C'è poi la faccenda del bagaglio. Se un viaggiatore lo perde andando direttamente dal posto A al posto B, è probabile che si riesca a recuperarlo con una certa facilità in uno di due aeroporti. Se invece per andare da A a B l'aereo passa per C e D, magari situati lontanissimi dai luoghi di partenza e di destinazione, il recupero del bagaglio finito, chissà, in Mongolia diventa una faccenda molto seria.
Fare confronti è sempre antipatico, ma non si può non ricordare che Cristoforo Colombo, quando ha deciso di scoprire l'America, rischiando non poco ha puntato dritto di fronte a sé e, più o meno, lo stesso hanno fatto Marco Polo e il suo gruppo. Per il medesimo motivo, i nostri antenati hanno tagliato l'istmo di Panama e hanno aperto il canale di Suez. Non avevano alcuna intenzione di tirarla troppo per le lunghe essendo costretti a passare per Capo Horn e per il Capo di Buona Speranza che non erano degli hub, ma il viaggio lo allungavano ugualmente di molto. Quelli erano però altri tempi e chi viaggiava non badava a spese, non come oggi che per risparmiare qualcosa si accetta di seguire le orme di Magellano e di Vasco da Gama costretti a fare lunghe deviazioni ma che, se avessero potuto, avrebbero sicuramente rinunciato ai loro giri intorno al mondo.

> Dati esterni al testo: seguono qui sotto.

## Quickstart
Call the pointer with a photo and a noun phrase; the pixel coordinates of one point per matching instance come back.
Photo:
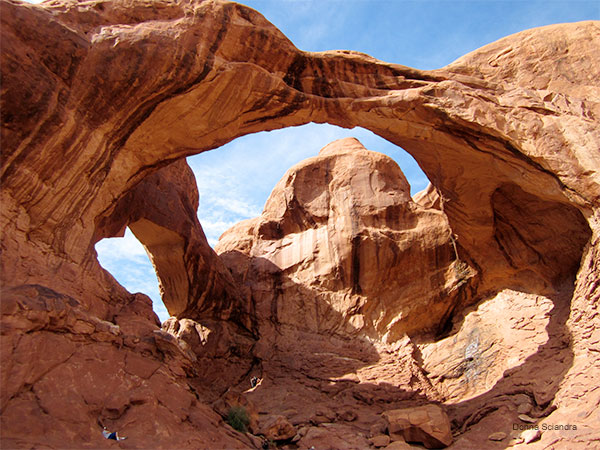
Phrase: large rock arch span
(98, 96)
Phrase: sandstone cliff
(99, 97)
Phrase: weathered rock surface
(428, 425)
(341, 248)
(99, 95)
(161, 212)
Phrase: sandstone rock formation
(341, 248)
(97, 96)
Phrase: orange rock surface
(99, 99)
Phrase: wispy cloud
(235, 180)
(126, 259)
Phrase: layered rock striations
(341, 248)
(98, 96)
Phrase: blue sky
(235, 180)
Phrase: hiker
(114, 435)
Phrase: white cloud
(126, 259)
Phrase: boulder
(428, 425)
(277, 428)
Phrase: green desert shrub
(238, 418)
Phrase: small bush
(238, 418)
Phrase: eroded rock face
(341, 248)
(99, 95)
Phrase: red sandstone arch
(99, 96)
(125, 100)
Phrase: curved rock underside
(495, 314)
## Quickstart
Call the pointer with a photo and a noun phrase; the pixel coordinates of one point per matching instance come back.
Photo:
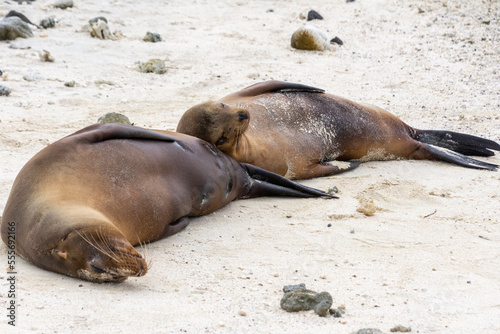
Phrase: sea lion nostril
(242, 116)
(97, 269)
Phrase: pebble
(152, 37)
(368, 331)
(314, 15)
(4, 91)
(153, 66)
(99, 28)
(63, 4)
(47, 23)
(33, 75)
(114, 117)
(401, 329)
(45, 56)
(13, 27)
(302, 299)
(310, 38)
(336, 40)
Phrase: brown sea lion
(80, 205)
(300, 132)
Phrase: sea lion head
(97, 254)
(215, 122)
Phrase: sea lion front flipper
(275, 86)
(328, 168)
(266, 183)
(102, 132)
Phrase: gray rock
(47, 23)
(310, 38)
(114, 117)
(153, 66)
(4, 91)
(63, 4)
(302, 299)
(152, 37)
(13, 27)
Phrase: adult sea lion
(301, 132)
(80, 205)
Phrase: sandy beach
(428, 258)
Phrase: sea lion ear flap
(62, 254)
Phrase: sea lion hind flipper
(275, 86)
(447, 155)
(102, 132)
(458, 142)
(266, 183)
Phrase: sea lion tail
(445, 154)
(458, 142)
(266, 183)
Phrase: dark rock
(314, 15)
(114, 117)
(368, 331)
(4, 91)
(336, 40)
(47, 23)
(63, 4)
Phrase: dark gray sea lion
(301, 132)
(80, 205)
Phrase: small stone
(99, 28)
(152, 37)
(401, 329)
(4, 91)
(45, 56)
(33, 76)
(367, 207)
(14, 27)
(368, 331)
(114, 117)
(47, 23)
(63, 4)
(336, 40)
(314, 15)
(96, 19)
(302, 299)
(288, 288)
(153, 66)
(310, 38)
(336, 313)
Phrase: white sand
(428, 258)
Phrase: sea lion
(80, 205)
(301, 132)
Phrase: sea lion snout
(114, 260)
(99, 254)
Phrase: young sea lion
(80, 205)
(301, 132)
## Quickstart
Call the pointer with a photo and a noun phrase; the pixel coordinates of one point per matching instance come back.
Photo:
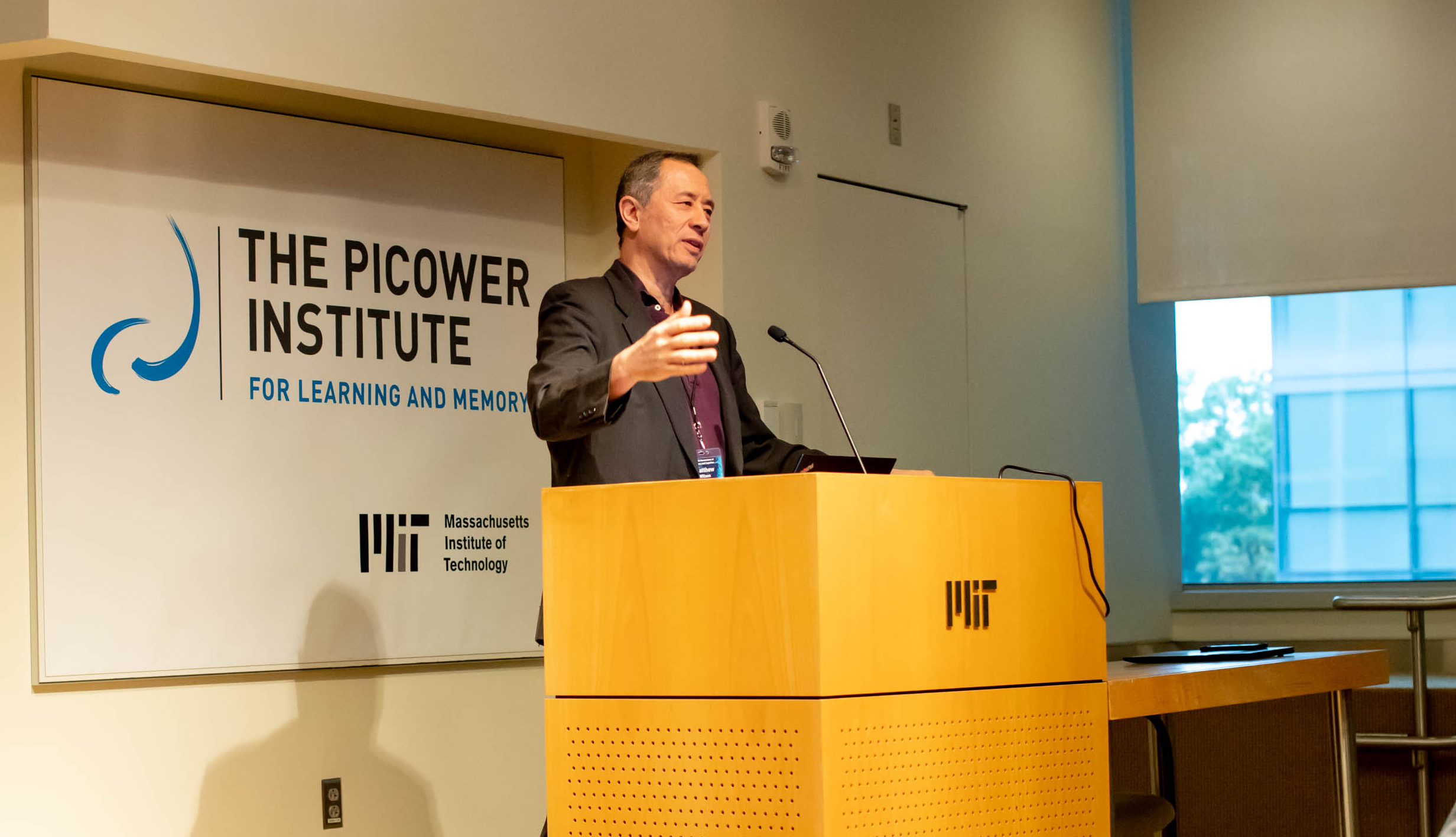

Uno può chiedersi: ma non sarebbe più logico puntare subito verso la meta? Meno carburante, meno ore di lavoro di piloti, hostess e steward, meno di tutto. Questa è una domanda ingenua, perché presuppone che a viaggiare siano le persone e che gli aerei servano a consentire a queste di farlo. Invece è il contrario. A viaggiare sono gli aerei e le persone servono a riempirli in modo da coprire le spese del carburante, dei piloti, delle hostess e di tutto il resto, e da guadagnarci sopra.
L'idea, anche se strana, può sembrare vantaggiosa ai viaggiatori che - se sono bravi a incastrare a dovere tratte, giorni e orari, e se accettano di partire a ore inverosimili e di bivaccare per mezze giornate in una serie di aeroporti di transito - riescono con poca spesa a seguire le orme di Marco Polo e di Cristoforo Colombo.
Dal fondo della sala si alza il solito omino. "Ma se le cose stanno così", dice, "allora immaginiamo - tanto per ragionare - di applicare la stessa logica ai trasporti all'interno di una città. A Milano, ad esempio. Fra Piazza del Duomo e la Stazione Centrale c'è sempre un gran traffico di viaggiatori mentre sulle linee - ipotizziamo che ce ne siano - che vanno dal Duomo a San Donato Milanese e da qui alla Stazione Centrale il traffico è scarso. Perché non far transitare per San Donato - facendone un hub - una parte del movimento passeggeri Duomo - Stazione? Magari low cost? E' un'idea, no?".
"Sul piano strettamente economico una cosa del genere avrebbe un senso" gli rispondono.
"Ah sì?" fa l'omino sempre dal fondo della sala.